I realised we'd not be able to replace it. Once inside that tunnel, we couldn't turn around and screw the grate back on to cover our tracks. We'd have to chance that no one found it. We'd have to chance that we could turn around somewhere along the way or have to come out feet first and unprepared. We'd have to chance that we made it out at all.
Too many chances, too great a risk. But there was no way I was letting him go alone. Staying behind to cover his tracks and keep guard. It was just as dangerous out here as in there. And, now that I'd found him, now that I'd found out what love is actually all about, I would rather face the dangers with Drew at my side, than risk doing it alone.
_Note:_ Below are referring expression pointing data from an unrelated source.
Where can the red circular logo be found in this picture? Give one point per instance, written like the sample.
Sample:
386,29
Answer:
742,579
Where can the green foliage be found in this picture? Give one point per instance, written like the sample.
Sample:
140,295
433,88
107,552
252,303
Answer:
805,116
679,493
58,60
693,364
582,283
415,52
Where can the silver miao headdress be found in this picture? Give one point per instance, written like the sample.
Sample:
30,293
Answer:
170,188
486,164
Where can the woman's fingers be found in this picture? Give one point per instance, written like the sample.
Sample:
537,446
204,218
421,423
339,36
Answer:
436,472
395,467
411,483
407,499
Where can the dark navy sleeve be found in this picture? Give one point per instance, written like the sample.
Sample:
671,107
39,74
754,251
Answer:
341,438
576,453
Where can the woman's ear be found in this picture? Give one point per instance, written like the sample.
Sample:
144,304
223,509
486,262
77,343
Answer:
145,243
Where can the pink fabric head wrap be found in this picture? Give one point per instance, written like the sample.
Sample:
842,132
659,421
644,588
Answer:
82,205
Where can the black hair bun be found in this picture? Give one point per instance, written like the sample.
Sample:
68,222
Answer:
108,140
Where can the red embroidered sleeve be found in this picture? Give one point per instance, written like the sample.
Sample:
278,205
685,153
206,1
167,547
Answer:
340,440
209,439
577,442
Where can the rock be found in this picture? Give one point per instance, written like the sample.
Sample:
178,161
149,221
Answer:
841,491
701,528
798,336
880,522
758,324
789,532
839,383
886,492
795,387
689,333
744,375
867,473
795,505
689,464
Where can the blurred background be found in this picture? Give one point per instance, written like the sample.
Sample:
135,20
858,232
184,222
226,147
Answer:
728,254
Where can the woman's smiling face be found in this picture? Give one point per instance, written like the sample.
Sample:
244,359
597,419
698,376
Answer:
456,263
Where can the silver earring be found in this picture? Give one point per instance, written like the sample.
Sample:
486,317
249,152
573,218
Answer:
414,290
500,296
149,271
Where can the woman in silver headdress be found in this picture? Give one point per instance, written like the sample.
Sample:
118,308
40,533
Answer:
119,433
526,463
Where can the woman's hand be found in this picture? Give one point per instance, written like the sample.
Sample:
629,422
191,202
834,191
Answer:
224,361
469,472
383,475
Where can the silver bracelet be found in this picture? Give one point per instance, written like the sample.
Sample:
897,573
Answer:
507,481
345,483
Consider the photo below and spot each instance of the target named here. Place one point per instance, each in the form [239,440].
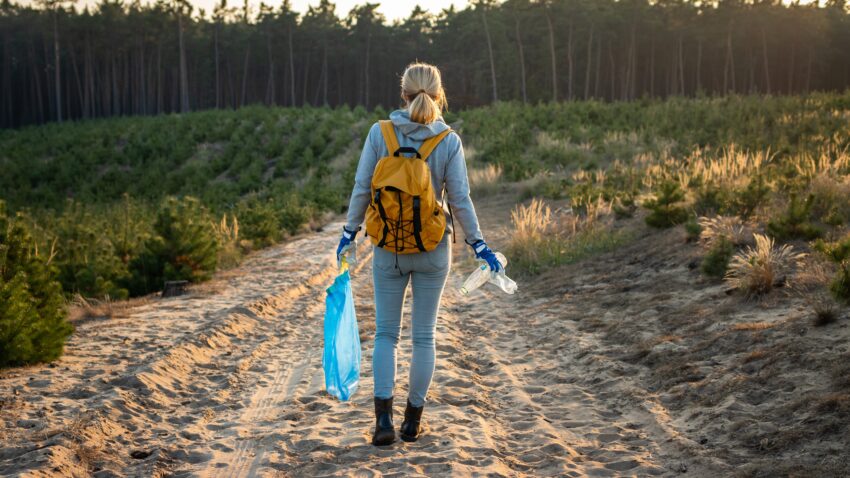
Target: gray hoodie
[448,168]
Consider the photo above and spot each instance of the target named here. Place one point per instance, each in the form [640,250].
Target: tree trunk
[729,68]
[270,84]
[552,55]
[766,65]
[159,97]
[570,62]
[217,68]
[244,97]
[809,73]
[791,69]
[521,62]
[325,73]
[366,69]
[38,90]
[598,68]
[613,71]
[681,68]
[699,66]
[306,79]
[184,80]
[587,68]
[652,67]
[77,78]
[143,90]
[8,119]
[291,69]
[57,65]
[490,52]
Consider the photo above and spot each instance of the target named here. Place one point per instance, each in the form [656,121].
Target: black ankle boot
[384,430]
[410,426]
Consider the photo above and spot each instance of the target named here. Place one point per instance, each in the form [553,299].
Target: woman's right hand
[346,242]
[484,253]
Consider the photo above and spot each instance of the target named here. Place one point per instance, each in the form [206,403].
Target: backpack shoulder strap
[429,144]
[389,136]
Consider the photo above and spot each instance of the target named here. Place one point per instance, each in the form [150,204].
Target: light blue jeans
[428,272]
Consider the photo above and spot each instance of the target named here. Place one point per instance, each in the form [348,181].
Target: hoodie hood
[417,131]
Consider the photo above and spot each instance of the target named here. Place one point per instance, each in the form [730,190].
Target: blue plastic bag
[341,359]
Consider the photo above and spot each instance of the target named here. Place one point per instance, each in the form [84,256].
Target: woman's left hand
[346,242]
[484,253]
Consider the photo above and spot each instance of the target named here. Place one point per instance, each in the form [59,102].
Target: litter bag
[341,359]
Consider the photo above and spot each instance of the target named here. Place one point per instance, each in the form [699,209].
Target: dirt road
[228,382]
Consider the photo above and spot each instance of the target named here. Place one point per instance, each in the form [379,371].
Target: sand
[597,369]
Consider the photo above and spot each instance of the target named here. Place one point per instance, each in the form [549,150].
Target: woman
[422,91]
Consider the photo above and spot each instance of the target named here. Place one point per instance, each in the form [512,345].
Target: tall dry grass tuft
[811,283]
[227,235]
[81,308]
[828,160]
[758,269]
[543,238]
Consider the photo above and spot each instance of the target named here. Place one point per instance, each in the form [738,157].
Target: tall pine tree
[32,311]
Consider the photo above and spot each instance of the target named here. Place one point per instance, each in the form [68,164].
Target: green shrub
[744,202]
[838,252]
[693,229]
[795,221]
[258,221]
[184,247]
[666,209]
[716,261]
[624,206]
[32,311]
[710,199]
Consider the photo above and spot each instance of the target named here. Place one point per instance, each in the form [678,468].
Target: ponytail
[422,89]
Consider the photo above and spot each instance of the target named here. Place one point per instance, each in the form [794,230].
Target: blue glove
[484,253]
[345,244]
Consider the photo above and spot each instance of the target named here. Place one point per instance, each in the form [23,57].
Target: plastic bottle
[482,275]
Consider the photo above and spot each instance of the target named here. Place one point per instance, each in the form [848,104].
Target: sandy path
[232,385]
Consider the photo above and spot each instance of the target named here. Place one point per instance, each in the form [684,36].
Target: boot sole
[384,442]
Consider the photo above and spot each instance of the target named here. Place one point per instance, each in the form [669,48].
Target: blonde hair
[422,90]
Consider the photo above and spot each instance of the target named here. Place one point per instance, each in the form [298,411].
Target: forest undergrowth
[113,208]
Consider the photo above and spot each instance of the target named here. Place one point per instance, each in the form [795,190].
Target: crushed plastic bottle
[482,275]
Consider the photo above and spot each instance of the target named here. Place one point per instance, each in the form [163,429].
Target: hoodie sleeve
[457,189]
[363,181]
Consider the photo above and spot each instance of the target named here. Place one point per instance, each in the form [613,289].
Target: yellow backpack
[404,216]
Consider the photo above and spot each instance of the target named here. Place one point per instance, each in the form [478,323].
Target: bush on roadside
[543,239]
[666,208]
[32,310]
[716,261]
[795,221]
[184,247]
[839,253]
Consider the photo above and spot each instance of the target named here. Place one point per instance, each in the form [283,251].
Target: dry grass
[753,326]
[544,238]
[81,308]
[758,269]
[730,227]
[811,284]
[829,160]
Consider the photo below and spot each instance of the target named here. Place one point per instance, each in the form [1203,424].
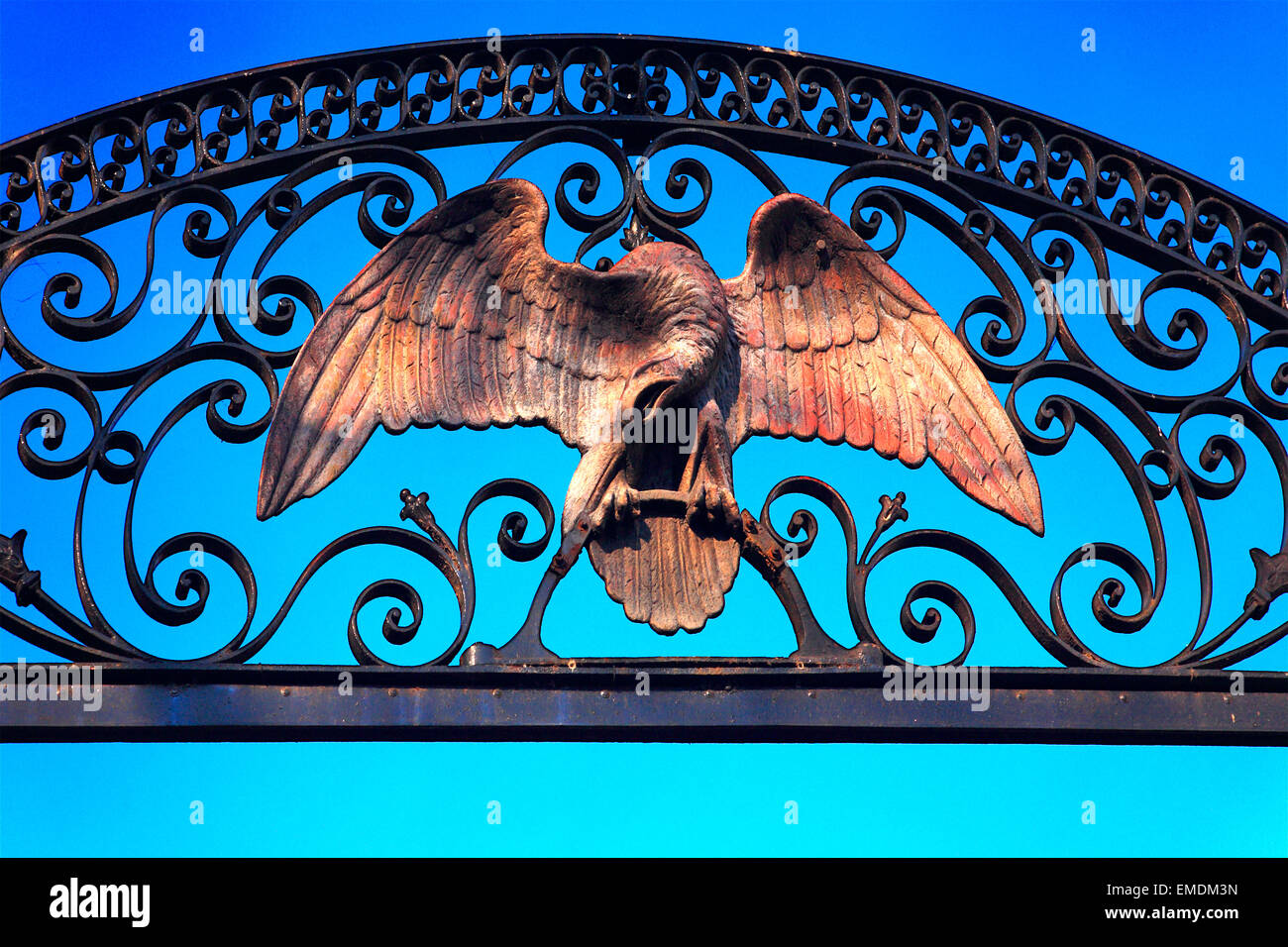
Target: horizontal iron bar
[699,699]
The risk was greater staying separated, than following behind Drew into hell.
"OK," he whispered, only just loud enough for me to hear, and probably only then because I was watching when his lips moved.
I scrambled up the steps as quietly as I could without wasting time. Drew was pocketing his screwdriver and pulling his cellphone out with the intention of activating his emergency light. I stilled his hand.
"They could see the light through any of the covers. It might give us away. We'll have to let our eyes acclimatise."
Drew pursed his lips as he exhaled a breath of air. "You're right." He glanced at his watch. "Fifty minutes to go, it'll take at least ten to see at all in the dark stretches. We might have to do this by feel." He looked at me intently. "Are you sure you want to do this?"
"No," I answered immediately. He opened his mouth, no doubt to tell me to stay here and wait, but I kept whispering. "But I'm fucking positive you're not going alone."
"Kels," he whispered back.
"Together," I offered, getting up on the tips of my toes to lay a soft kiss on his lips. "I won't share you either, remember?"
He smiled, it softened the frown line that had taken up residence between his eyes.
"Even with terrorists?" he asked, amusement hinted at the edges of his tone.
"No one."
"No one," he repeated, cupping my cheek.